How To Get Alzheimer's Care

Caring for alzheimer's patient

If someone you love has been diagnosed with Alzheimer's Disease and is no longer able to take care of him or herself, you may need some help in finding a skilled nursing home or extended care facility that will provide the level of care the patient will need. Here are some tips to help you with this difficult task:

  1. Recognize that caring for a patient with Alzheimer's Disease is a full-time responsibility and you may not be able to handle it alone.
  2. Understand that for early stage Alzheimer's, an assisted living facility may be enough care, but for patients in a more advanced stage, full-time, live-in care will likely be most appropriate.
  3. Find out what local services exist in your community that can help.

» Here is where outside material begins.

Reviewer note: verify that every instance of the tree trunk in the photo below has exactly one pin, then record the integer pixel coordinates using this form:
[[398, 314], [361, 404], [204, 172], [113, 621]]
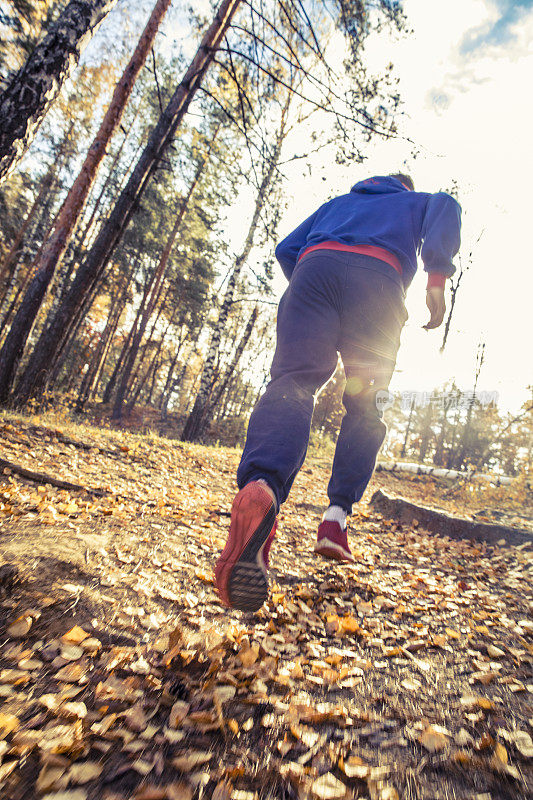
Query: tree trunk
[[8, 265], [25, 101], [91, 377], [194, 425], [34, 378], [215, 397], [71, 209], [155, 286]]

  4. Compile a list of nursing homes and extended care facilities in the area that are trained to take care of Alzheimer's patients, or find such a list that already exists.
  5. Ask your physician for a referral to a nursing home or other extended care facility.

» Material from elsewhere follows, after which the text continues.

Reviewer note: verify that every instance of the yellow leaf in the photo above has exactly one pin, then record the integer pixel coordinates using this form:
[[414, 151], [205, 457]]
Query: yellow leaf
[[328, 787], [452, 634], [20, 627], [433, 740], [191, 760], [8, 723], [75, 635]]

  6. Call your local social services or elder care office for further recommendations of appropriate options.
  7. Understand that many states don't have a special licensing for Alzheimer's or dementia care, so you need to look carefully to be sure that any place you select is indeed qualified.
  8. Visit several facilities that are accepting new patients and find out what they have to offer.
  9. Notice if the residents appear well groomed and cared for, and ask if they have access to appropriate medical care.
  10. Ask how long the staff has been there and what type of training and supervision they have.
  11. Consider whether your loved one would feel comfortable in the surroundings.
  12. Find out how the facilities you like will care for your family member and meet his or her specific needs.
  13. Check to see if patients with dementia are cared for separately, as they have higher needs than more alert patients.
  14. Keep in mind that people with Alzheimer's generally do better in smaller locations, so if the facility is large, see if they have a special wing for this population.
  15. Learn what the costs and responsibilities will be and what options you have to pay for this care.
  16. Talk to a legal adviser about how best to handle the financial issues, since a person with Alzheimer's qualifies for long-term care under Medicaid only after most of the income and cash assets to care for him or her are gone.
  17. Always go with your instincts. After doing your homework and checking out the best options, let your gut feelings help you decide on how to proceed.